The Faculty of Science is dedicated to providing our undergraduate and graduate students with the best possible educational experience, acknowledging the needs and interests of our province.
Current Strengths and Emerging Opportunities in Teaching
The Faculty of Science has a strong reputation of excellence in teaching that is a consequence of the skill and dedication of our faculty and staff. Our instruction ranges from the traditional lecture format, to learning opportunities that place greater emphasis on experiential learning (e.g., field schools and courses and clinical training), to award winning distance education courses. While the Faculty of Science includes a diverse range of disciplines, we are committed to providing students with both the opportunity to learn and the opportunity to apply their knowledge. Co-op programs are a relatively small component of our programs within the Faculty of Science, and they provide a learning opportunity that should grow in the future. Likewise, there are also opportunities for expanding the range of options for our students through partnerships with other faculties (e.g., life science and engineering science).

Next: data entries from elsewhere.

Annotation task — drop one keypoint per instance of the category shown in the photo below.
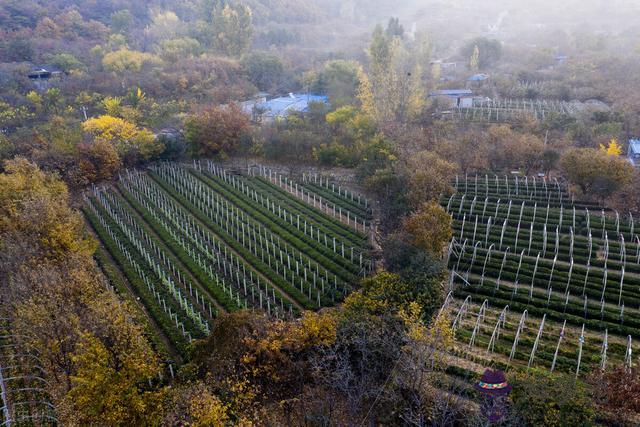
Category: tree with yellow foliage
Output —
(92, 351)
(124, 135)
(36, 204)
(194, 404)
(612, 149)
(125, 60)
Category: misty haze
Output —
(319, 213)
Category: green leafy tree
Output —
(232, 28)
(217, 131)
(596, 173)
(263, 70)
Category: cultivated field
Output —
(191, 241)
(538, 279)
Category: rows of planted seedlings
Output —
(296, 230)
(117, 284)
(349, 200)
(202, 291)
(184, 249)
(598, 222)
(271, 195)
(144, 281)
(575, 281)
(263, 196)
(517, 336)
(567, 248)
(341, 223)
(539, 304)
(215, 251)
(160, 261)
(300, 192)
(570, 264)
(282, 265)
(524, 187)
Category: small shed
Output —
(633, 152)
(457, 98)
(478, 77)
(41, 72)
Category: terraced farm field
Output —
(538, 279)
(192, 241)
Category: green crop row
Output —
(333, 262)
(111, 273)
(309, 211)
(249, 258)
(339, 200)
(166, 324)
(210, 285)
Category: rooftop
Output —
(295, 102)
(452, 92)
(478, 77)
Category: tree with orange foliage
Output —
(217, 131)
(429, 228)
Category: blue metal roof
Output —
(280, 107)
(478, 77)
(452, 92)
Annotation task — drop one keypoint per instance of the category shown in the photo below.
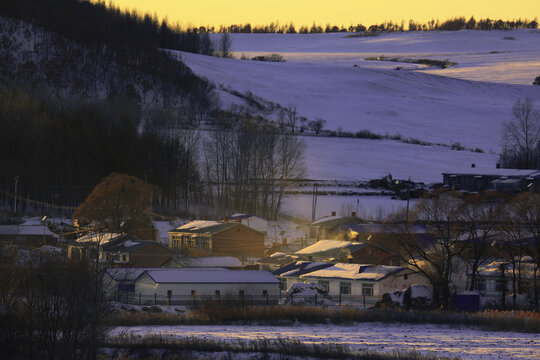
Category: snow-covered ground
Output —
(327, 76)
(439, 340)
(319, 77)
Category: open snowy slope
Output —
(511, 57)
(412, 103)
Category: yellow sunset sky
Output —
(337, 12)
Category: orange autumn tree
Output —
(119, 203)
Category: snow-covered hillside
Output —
(320, 78)
(327, 76)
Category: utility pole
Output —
(314, 203)
(15, 199)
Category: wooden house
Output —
(218, 238)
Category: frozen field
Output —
(467, 105)
(327, 76)
(437, 340)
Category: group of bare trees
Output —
(250, 166)
(473, 230)
(51, 308)
(521, 137)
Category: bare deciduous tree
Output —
(435, 254)
(521, 136)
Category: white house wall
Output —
(387, 285)
(146, 286)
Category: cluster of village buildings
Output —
(246, 257)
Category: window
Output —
(282, 284)
(325, 284)
(345, 288)
(480, 285)
(367, 289)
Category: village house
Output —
(139, 253)
(275, 261)
(363, 283)
(327, 226)
(382, 242)
(329, 250)
(218, 238)
(28, 236)
(226, 262)
(290, 273)
(505, 180)
(496, 279)
(180, 285)
(252, 221)
(88, 245)
(351, 283)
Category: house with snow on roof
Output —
(27, 235)
(226, 262)
(218, 238)
(252, 221)
(185, 285)
(327, 226)
(139, 253)
(353, 282)
(329, 250)
(506, 180)
(290, 273)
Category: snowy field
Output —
(370, 208)
(361, 159)
(466, 105)
(433, 339)
(327, 76)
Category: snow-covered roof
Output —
(208, 261)
(330, 245)
(125, 274)
(325, 219)
(198, 276)
(297, 268)
(493, 269)
(204, 227)
(243, 216)
(493, 172)
(26, 230)
(355, 272)
(102, 238)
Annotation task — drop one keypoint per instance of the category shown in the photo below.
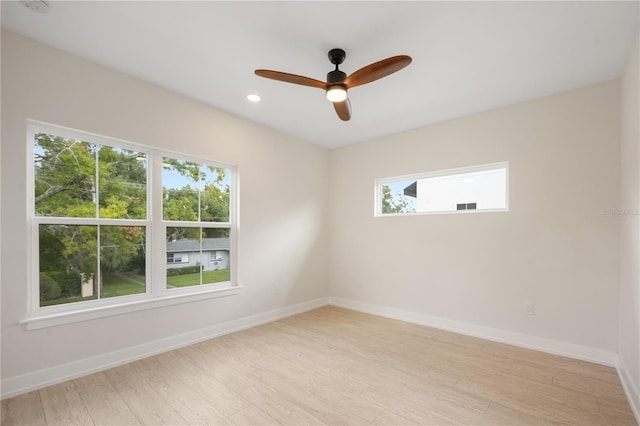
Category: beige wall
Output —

Priorities for most of our undergraduate and graduate programs are provided by our departmental strategic plans. The Faculty of Science is home to our interdisciplinary graduate programs (Aquaculture, Cognitive and Behavioural Ecology, Scientific Computing, Environmental Science, and Theoretical Physics). As our graduate programs reflect our research expertise, we expect growth in our graduate programs to be fueled by growth in our research programs.
As one of the largest academic units at Memorial University, we tend to be modest about our achievements. However, such modesty means that most outside the Faculty of Science do not know who we are, what we do, and how we contribute to both the university and the province. We, therefore, do not get the recognition we deserve in terms of the excellence of our teaching programs and the accomplishments of our students, faculty and staff.